Hence, melanoma, ovarian cancer, brain cancers, lung cancer among non-smokers, the most common leukemias and bone cancers, for example, are simply not in your control. They could be caused by random mutations due to stem cell divisions in the bone, blood, ovaries, brain and skin. All these could make some mistakes that make them malignant. For such cancers, a change in the lifestyle or trying to prevent the cancer may not help. But being vigilant about screening, and understanding the first few signs of trouble quickly can help to save lives.
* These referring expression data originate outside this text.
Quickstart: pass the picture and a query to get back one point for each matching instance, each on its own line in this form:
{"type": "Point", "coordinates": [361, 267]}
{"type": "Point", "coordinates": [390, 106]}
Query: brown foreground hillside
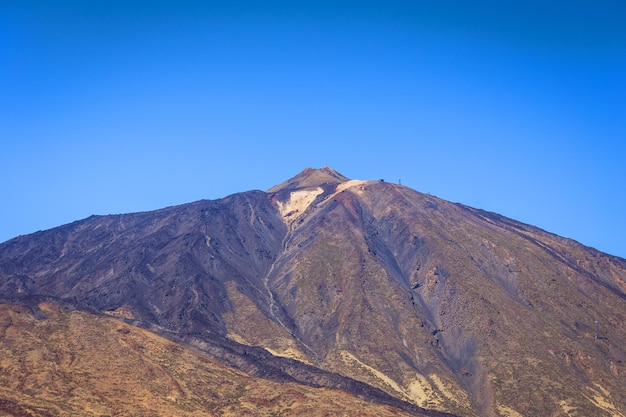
{"type": "Point", "coordinates": [71, 363]}
{"type": "Point", "coordinates": [369, 289]}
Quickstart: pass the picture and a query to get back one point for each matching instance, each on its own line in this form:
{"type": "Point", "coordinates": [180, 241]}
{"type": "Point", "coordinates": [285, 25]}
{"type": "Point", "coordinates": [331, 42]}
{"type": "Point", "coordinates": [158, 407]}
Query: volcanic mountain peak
{"type": "Point", "coordinates": [311, 177]}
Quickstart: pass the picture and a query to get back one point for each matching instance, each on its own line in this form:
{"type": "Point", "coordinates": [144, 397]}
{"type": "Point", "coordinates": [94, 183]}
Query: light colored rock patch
{"type": "Point", "coordinates": [297, 203]}
{"type": "Point", "coordinates": [567, 409]}
{"type": "Point", "coordinates": [422, 392]}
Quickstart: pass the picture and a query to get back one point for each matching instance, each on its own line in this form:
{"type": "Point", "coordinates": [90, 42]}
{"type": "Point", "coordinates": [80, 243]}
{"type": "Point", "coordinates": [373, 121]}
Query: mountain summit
{"type": "Point", "coordinates": [311, 177]}
{"type": "Point", "coordinates": [400, 298]}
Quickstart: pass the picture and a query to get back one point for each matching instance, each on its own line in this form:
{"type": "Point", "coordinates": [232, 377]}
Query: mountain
{"type": "Point", "coordinates": [400, 298]}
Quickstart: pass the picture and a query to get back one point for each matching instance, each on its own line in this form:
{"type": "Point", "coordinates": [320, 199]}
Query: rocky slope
{"type": "Point", "coordinates": [400, 297]}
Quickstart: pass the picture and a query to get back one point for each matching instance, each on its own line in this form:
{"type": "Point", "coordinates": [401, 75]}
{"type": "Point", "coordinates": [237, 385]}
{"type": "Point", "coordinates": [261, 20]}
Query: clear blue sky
{"type": "Point", "coordinates": [123, 106]}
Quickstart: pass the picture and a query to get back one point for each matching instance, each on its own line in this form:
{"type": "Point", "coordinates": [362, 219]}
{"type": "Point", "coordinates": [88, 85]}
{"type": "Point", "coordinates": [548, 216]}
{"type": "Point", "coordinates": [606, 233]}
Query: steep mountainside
{"type": "Point", "coordinates": [400, 297]}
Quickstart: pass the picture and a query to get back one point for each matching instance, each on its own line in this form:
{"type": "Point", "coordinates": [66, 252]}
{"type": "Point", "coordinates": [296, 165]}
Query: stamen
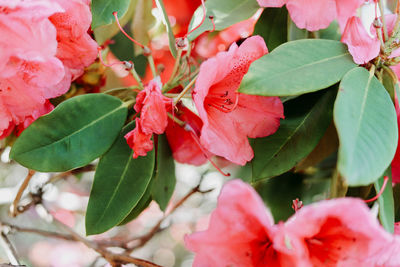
{"type": "Point", "coordinates": [115, 13]}
{"type": "Point", "coordinates": [385, 180]}
{"type": "Point", "coordinates": [196, 139]}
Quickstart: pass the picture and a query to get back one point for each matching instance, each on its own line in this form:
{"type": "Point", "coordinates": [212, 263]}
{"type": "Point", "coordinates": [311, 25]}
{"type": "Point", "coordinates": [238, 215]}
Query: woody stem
{"type": "Point", "coordinates": [185, 90]}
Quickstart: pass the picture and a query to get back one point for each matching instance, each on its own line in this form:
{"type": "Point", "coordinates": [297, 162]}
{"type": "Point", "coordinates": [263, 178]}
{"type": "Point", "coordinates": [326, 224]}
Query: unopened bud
{"type": "Point", "coordinates": [377, 23]}
{"type": "Point", "coordinates": [181, 42]}
{"type": "Point", "coordinates": [146, 51]}
{"type": "Point", "coordinates": [128, 65]}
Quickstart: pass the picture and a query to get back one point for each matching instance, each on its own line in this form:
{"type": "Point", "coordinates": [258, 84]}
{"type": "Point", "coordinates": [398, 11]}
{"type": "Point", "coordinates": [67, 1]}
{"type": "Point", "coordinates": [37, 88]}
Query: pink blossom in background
{"type": "Point", "coordinates": [240, 233]}
{"type": "Point", "coordinates": [361, 46]}
{"type": "Point", "coordinates": [230, 117]}
{"type": "Point", "coordinates": [31, 70]}
{"type": "Point", "coordinates": [314, 15]}
{"type": "Point", "coordinates": [139, 141]}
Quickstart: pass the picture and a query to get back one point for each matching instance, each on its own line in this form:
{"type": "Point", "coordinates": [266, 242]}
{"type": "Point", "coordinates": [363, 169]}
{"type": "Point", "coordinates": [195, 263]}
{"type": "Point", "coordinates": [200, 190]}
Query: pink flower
{"type": "Point", "coordinates": [230, 117]}
{"type": "Point", "coordinates": [29, 67]}
{"type": "Point", "coordinates": [33, 61]}
{"type": "Point", "coordinates": [76, 49]}
{"type": "Point", "coordinates": [337, 232]}
{"type": "Point", "coordinates": [184, 147]}
{"type": "Point", "coordinates": [151, 104]}
{"type": "Point", "coordinates": [139, 141]}
{"type": "Point", "coordinates": [240, 233]}
{"type": "Point", "coordinates": [314, 15]}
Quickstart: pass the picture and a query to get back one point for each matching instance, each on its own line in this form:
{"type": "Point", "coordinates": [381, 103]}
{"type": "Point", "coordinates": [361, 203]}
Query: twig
{"type": "Point", "coordinates": [14, 207]}
{"type": "Point", "coordinates": [9, 249]}
{"type": "Point", "coordinates": [145, 238]}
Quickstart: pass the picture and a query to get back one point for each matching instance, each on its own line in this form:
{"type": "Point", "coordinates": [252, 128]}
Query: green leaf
{"type": "Point", "coordinates": [386, 203]}
{"type": "Point", "coordinates": [143, 203]}
{"type": "Point", "coordinates": [119, 184]}
{"type": "Point", "coordinates": [365, 119]}
{"type": "Point", "coordinates": [171, 37]}
{"type": "Point", "coordinates": [307, 119]}
{"type": "Point", "coordinates": [78, 131]}
{"type": "Point", "coordinates": [164, 176]}
{"type": "Point", "coordinates": [102, 11]}
{"type": "Point", "coordinates": [272, 27]}
{"type": "Point", "coordinates": [298, 67]}
{"type": "Point", "coordinates": [225, 12]}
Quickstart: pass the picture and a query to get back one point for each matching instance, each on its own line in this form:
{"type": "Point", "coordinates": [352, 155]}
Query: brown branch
{"type": "Point", "coordinates": [14, 207]}
{"type": "Point", "coordinates": [142, 240]}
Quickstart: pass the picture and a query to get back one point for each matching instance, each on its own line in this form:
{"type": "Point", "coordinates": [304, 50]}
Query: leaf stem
{"type": "Point", "coordinates": [185, 90]}
{"type": "Point", "coordinates": [14, 206]}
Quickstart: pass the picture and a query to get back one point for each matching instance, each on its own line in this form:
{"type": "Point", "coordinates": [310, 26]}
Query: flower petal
{"type": "Point", "coordinates": [361, 46]}
{"type": "Point", "coordinates": [312, 15]}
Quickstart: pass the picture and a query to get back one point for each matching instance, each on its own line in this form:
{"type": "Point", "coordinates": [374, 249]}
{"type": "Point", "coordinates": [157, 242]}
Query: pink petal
{"type": "Point", "coordinates": [153, 113]}
{"type": "Point", "coordinates": [345, 10]}
{"type": "Point", "coordinates": [361, 46]}
{"type": "Point", "coordinates": [184, 148]}
{"type": "Point", "coordinates": [271, 3]}
{"type": "Point", "coordinates": [215, 94]}
{"type": "Point", "coordinates": [334, 233]}
{"type": "Point", "coordinates": [312, 15]}
{"type": "Point", "coordinates": [139, 141]}
{"type": "Point", "coordinates": [239, 233]}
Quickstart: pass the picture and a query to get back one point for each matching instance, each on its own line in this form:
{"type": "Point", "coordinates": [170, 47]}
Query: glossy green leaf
{"type": "Point", "coordinates": [78, 131]}
{"type": "Point", "coordinates": [298, 67]}
{"type": "Point", "coordinates": [306, 120]}
{"type": "Point", "coordinates": [386, 203]}
{"type": "Point", "coordinates": [171, 37]}
{"type": "Point", "coordinates": [102, 11]}
{"type": "Point", "coordinates": [225, 12]}
{"type": "Point", "coordinates": [272, 27]}
{"type": "Point", "coordinates": [164, 175]}
{"type": "Point", "coordinates": [143, 203]}
{"type": "Point", "coordinates": [365, 119]}
{"type": "Point", "coordinates": [119, 184]}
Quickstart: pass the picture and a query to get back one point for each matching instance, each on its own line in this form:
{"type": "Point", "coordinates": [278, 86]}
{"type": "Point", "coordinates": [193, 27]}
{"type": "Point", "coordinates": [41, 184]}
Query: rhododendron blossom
{"type": "Point", "coordinates": [37, 58]}
{"type": "Point", "coordinates": [337, 232]}
{"type": "Point", "coordinates": [183, 145]}
{"type": "Point", "coordinates": [151, 104]}
{"type": "Point", "coordinates": [240, 233]}
{"type": "Point", "coordinates": [230, 117]}
{"type": "Point", "coordinates": [314, 15]}
{"type": "Point", "coordinates": [361, 45]}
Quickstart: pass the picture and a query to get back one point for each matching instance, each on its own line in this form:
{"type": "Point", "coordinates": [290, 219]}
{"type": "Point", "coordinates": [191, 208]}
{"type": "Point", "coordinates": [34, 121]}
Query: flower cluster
{"type": "Point", "coordinates": [44, 45]}
{"type": "Point", "coordinates": [227, 117]}
{"type": "Point", "coordinates": [338, 232]}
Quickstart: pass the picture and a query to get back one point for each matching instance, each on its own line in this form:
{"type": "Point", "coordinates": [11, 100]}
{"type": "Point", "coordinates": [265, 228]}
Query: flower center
{"type": "Point", "coordinates": [225, 102]}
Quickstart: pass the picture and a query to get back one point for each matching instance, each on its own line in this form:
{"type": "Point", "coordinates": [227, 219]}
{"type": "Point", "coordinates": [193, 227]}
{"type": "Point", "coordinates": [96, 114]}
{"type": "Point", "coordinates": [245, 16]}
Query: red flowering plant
{"type": "Point", "coordinates": [298, 98]}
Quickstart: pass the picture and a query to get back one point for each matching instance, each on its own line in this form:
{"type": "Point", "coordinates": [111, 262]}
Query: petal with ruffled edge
{"type": "Point", "coordinates": [312, 15]}
{"type": "Point", "coordinates": [240, 232]}
{"type": "Point", "coordinates": [271, 3]}
{"type": "Point", "coordinates": [361, 46]}
{"type": "Point", "coordinates": [337, 232]}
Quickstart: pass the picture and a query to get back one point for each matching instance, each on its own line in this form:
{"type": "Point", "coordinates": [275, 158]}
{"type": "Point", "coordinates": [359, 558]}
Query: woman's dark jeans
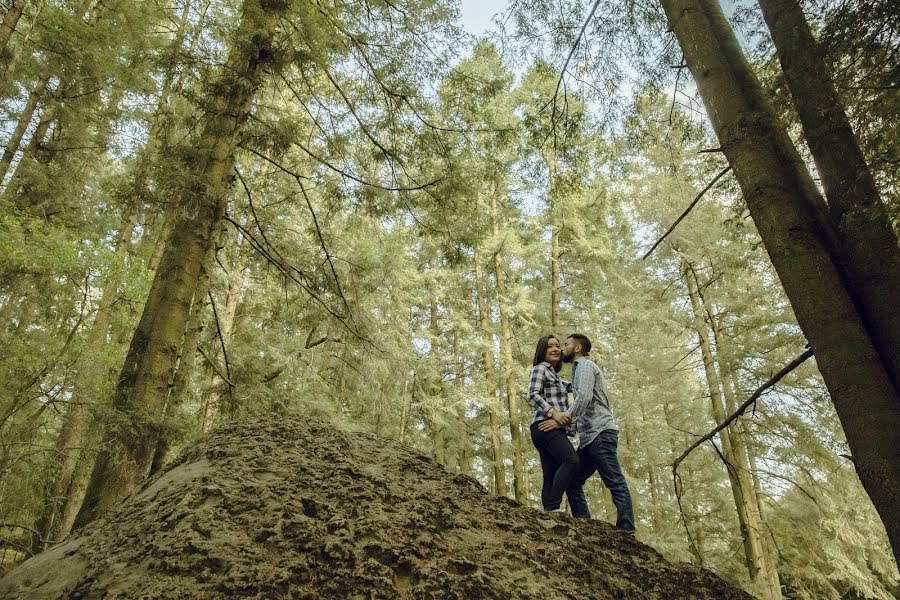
{"type": "Point", "coordinates": [560, 466]}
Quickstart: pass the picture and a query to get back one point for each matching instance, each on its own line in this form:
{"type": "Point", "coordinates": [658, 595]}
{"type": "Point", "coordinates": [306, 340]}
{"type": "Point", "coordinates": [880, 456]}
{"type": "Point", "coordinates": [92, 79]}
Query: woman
{"type": "Point", "coordinates": [548, 395]}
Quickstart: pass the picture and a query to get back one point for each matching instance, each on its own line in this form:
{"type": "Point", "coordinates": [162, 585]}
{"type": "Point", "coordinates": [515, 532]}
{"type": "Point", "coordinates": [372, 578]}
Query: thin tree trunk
{"type": "Point", "coordinates": [494, 410]}
{"type": "Point", "coordinates": [793, 222]}
{"type": "Point", "coordinates": [10, 20]}
{"type": "Point", "coordinates": [186, 365]}
{"type": "Point", "coordinates": [554, 248]}
{"type": "Point", "coordinates": [226, 325]}
{"type": "Point", "coordinates": [761, 568]}
{"type": "Point", "coordinates": [405, 406]}
{"type": "Point", "coordinates": [435, 416]}
{"type": "Point", "coordinates": [143, 385]}
{"type": "Point", "coordinates": [73, 436]}
{"type": "Point", "coordinates": [509, 379]}
{"type": "Point", "coordinates": [15, 140]}
{"type": "Point", "coordinates": [858, 212]}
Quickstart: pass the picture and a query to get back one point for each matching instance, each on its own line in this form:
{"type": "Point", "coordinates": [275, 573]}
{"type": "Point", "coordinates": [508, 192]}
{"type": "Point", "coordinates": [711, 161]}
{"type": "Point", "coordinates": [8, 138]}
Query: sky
{"type": "Point", "coordinates": [477, 14]}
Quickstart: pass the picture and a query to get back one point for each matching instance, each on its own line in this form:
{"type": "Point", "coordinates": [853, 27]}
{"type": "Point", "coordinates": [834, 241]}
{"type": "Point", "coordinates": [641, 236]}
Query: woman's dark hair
{"type": "Point", "coordinates": [582, 339]}
{"type": "Point", "coordinates": [541, 351]}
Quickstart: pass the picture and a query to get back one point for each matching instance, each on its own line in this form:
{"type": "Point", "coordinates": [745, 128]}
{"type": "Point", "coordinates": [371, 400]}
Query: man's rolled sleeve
{"type": "Point", "coordinates": [583, 384]}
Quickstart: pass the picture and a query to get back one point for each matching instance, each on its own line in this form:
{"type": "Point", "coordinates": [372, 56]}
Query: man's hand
{"type": "Point", "coordinates": [549, 425]}
{"type": "Point", "coordinates": [561, 418]}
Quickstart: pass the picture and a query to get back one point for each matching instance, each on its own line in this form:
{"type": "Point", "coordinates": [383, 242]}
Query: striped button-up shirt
{"type": "Point", "coordinates": [547, 390]}
{"type": "Point", "coordinates": [590, 411]}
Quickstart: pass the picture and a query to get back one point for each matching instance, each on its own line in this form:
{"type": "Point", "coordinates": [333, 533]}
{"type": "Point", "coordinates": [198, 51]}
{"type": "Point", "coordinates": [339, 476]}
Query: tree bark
{"type": "Point", "coordinates": [519, 487]}
{"type": "Point", "coordinates": [178, 391]}
{"type": "Point", "coordinates": [435, 416]}
{"type": "Point", "coordinates": [143, 385]}
{"type": "Point", "coordinates": [15, 140]}
{"type": "Point", "coordinates": [762, 563]}
{"type": "Point", "coordinates": [554, 248]}
{"type": "Point", "coordinates": [10, 20]}
{"type": "Point", "coordinates": [77, 422]}
{"type": "Point", "coordinates": [867, 238]}
{"type": "Point", "coordinates": [793, 223]}
{"type": "Point", "coordinates": [226, 325]}
{"type": "Point", "coordinates": [493, 405]}
{"type": "Point", "coordinates": [757, 566]}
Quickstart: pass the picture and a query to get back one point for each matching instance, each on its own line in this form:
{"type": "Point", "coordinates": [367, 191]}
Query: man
{"type": "Point", "coordinates": [598, 434]}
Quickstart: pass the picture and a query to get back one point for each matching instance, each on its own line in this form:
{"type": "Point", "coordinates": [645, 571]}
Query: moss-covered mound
{"type": "Point", "coordinates": [293, 508]}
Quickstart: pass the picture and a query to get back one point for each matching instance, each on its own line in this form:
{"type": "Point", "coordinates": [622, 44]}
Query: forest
{"type": "Point", "coordinates": [362, 212]}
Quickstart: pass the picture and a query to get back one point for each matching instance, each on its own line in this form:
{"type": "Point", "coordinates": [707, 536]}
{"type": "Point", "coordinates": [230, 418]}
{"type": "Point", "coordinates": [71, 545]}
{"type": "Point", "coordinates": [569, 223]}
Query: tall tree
{"type": "Point", "coordinates": [792, 220]}
{"type": "Point", "coordinates": [855, 204]}
{"type": "Point", "coordinates": [142, 388]}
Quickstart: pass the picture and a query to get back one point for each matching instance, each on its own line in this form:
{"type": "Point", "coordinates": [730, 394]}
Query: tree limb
{"type": "Point", "coordinates": [743, 407]}
{"type": "Point", "coordinates": [689, 208]}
However, cancer due to heredity or exposure to smoking or exposure to radiation and carcinogens is still valid. Hence, it is important to prevent them by taking precautions and being careful about actions that could lead to cancer.

 "Everything we know about altering lifestyles to prevent cancer from the environmental point of view we absolutely need to continue doing," says Tomasetti. "If anything it puts more stress on the need to spend even more money on early detection. It may be the key tool for quite a few cancer types."

Two common cancers that are still not clear are breast cancer and prostate cancer, as the scientists are still not clear about their stem cell populations, and their renewal, although they are working on that.

Meanwhile, though we cannot prevent the tumors, we can still treat them if they are detected early and removed through chemotherapy or radiation. "My biggest fear is that people will say forget about it, and then do nothing. The opposite is true. We need to do everything we did before, but we want to do it even more than before," says Tomasetti.